Floor medallion using stone intarsia (full thickness puzzle piece assembly)

With a mosaic, small pieces of flooring material are put together to develop a pattern. This can be done in a direct, indirect, or double indirect method. In the direct method small pieces are set directly into a bonding substrate like cement. Using an indirect method the pieces would be placed face down against paper or other material with a temporary adhesive. After the design is completed face down the entire section would be set into the floor and then have the paper removed, revealing the mosaic floor.

With intarsia pieces are cut to fit together like a puzzle. The pieces are generally thicker that those used in marquetry, and often full thickness rather than being laminated. For flooring the pattern is generally created face down so that it remains level and then flipped over and transferred into the floor.

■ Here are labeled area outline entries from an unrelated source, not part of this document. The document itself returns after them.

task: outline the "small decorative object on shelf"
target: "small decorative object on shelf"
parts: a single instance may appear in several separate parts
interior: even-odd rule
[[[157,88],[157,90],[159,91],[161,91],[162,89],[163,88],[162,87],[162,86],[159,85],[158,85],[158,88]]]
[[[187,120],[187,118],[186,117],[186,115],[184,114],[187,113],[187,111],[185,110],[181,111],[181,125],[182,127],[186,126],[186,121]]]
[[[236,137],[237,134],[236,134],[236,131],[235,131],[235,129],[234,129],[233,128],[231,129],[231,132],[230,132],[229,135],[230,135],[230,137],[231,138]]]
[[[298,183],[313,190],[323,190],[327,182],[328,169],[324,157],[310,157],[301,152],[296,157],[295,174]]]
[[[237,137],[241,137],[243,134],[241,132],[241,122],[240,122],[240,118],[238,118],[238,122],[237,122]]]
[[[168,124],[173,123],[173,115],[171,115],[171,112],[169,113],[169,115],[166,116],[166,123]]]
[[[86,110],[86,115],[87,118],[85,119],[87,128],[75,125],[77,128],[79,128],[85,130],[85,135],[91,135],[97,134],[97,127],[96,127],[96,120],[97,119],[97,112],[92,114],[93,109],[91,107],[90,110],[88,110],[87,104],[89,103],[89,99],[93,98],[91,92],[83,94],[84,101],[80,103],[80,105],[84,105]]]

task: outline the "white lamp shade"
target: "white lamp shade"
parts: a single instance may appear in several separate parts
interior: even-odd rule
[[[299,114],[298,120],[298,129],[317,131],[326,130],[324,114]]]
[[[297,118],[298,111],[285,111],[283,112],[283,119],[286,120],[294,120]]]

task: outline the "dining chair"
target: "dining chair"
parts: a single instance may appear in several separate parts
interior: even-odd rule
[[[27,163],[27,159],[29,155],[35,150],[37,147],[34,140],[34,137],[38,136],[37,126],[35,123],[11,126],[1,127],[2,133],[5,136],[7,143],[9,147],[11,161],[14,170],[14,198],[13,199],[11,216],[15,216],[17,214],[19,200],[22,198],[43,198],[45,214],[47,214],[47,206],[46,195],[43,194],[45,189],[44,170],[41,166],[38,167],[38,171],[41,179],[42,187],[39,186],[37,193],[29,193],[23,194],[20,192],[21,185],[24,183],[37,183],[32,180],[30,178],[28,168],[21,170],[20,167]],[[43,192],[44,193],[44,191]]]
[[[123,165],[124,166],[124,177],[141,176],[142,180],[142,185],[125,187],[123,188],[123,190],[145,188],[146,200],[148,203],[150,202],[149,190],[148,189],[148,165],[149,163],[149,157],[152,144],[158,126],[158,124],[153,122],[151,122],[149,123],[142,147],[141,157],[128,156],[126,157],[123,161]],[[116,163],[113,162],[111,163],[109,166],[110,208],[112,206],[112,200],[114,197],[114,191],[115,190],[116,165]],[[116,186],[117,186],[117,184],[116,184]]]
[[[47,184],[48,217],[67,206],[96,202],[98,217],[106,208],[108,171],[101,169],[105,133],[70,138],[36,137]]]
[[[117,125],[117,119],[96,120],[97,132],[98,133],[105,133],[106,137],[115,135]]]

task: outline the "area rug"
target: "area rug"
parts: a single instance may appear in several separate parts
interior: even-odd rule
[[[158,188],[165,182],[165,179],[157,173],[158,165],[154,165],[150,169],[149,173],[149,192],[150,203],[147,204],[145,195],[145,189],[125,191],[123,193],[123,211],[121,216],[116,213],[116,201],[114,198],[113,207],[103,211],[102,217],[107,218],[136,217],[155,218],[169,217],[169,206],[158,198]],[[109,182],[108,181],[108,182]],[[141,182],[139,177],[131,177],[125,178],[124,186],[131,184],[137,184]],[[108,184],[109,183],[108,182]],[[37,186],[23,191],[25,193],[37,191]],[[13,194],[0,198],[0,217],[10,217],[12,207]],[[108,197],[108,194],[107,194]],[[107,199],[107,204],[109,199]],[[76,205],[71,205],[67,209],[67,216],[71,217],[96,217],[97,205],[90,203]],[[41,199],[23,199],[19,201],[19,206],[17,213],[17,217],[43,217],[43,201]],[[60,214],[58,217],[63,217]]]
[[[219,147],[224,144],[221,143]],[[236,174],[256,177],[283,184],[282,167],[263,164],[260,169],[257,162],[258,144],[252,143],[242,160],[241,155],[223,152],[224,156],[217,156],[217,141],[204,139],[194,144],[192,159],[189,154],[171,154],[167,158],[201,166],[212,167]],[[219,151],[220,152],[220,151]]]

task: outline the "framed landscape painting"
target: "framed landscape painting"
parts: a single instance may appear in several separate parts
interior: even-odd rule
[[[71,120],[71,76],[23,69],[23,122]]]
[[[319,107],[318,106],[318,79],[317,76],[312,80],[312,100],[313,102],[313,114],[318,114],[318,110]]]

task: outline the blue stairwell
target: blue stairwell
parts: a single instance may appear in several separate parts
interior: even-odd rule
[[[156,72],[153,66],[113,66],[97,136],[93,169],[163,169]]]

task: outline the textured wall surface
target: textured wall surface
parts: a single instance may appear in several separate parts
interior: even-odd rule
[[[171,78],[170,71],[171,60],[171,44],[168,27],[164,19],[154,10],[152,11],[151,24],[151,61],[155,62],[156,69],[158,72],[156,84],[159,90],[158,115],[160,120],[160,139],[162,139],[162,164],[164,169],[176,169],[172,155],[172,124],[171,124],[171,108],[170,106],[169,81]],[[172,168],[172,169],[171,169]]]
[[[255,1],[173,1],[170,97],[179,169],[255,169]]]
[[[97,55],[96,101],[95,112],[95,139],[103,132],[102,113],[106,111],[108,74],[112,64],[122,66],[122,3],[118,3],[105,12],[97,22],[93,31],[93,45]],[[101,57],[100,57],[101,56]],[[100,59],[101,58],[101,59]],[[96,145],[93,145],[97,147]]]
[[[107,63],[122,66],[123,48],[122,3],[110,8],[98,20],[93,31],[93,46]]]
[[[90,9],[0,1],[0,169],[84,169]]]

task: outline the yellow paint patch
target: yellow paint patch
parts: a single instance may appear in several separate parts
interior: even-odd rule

Marquetry is often associated with woodworking, but can be done with any thin material. With marquetry very thin veneer, generally 1/16 inch or less and is cut to shape and then laminated over another surface. Inlay is thicker than marquetry, generally 1/8 to 5/8 inch thick, and is set within the material.

Mosaics have a distinctly different appearance than intarsia or marquetry. Intarsia and marquetry can appear very similar, but marquetry is much more common when semiprecious, or precious materials are being used.

Architects like Louis H. Sullivan used these to create unique centrepieces within spaces usually presenting an absence of detail. This was widely exhibited in his design of the 1904 department store known since that time as Carson Pirie Scott and Company. [1]


  1. ^ "Schlesinger and Mayer Store: Circular Medallion from a First Floor Elevator Grille". The Art Institute of Chicago. Retrieved 2020-08-25.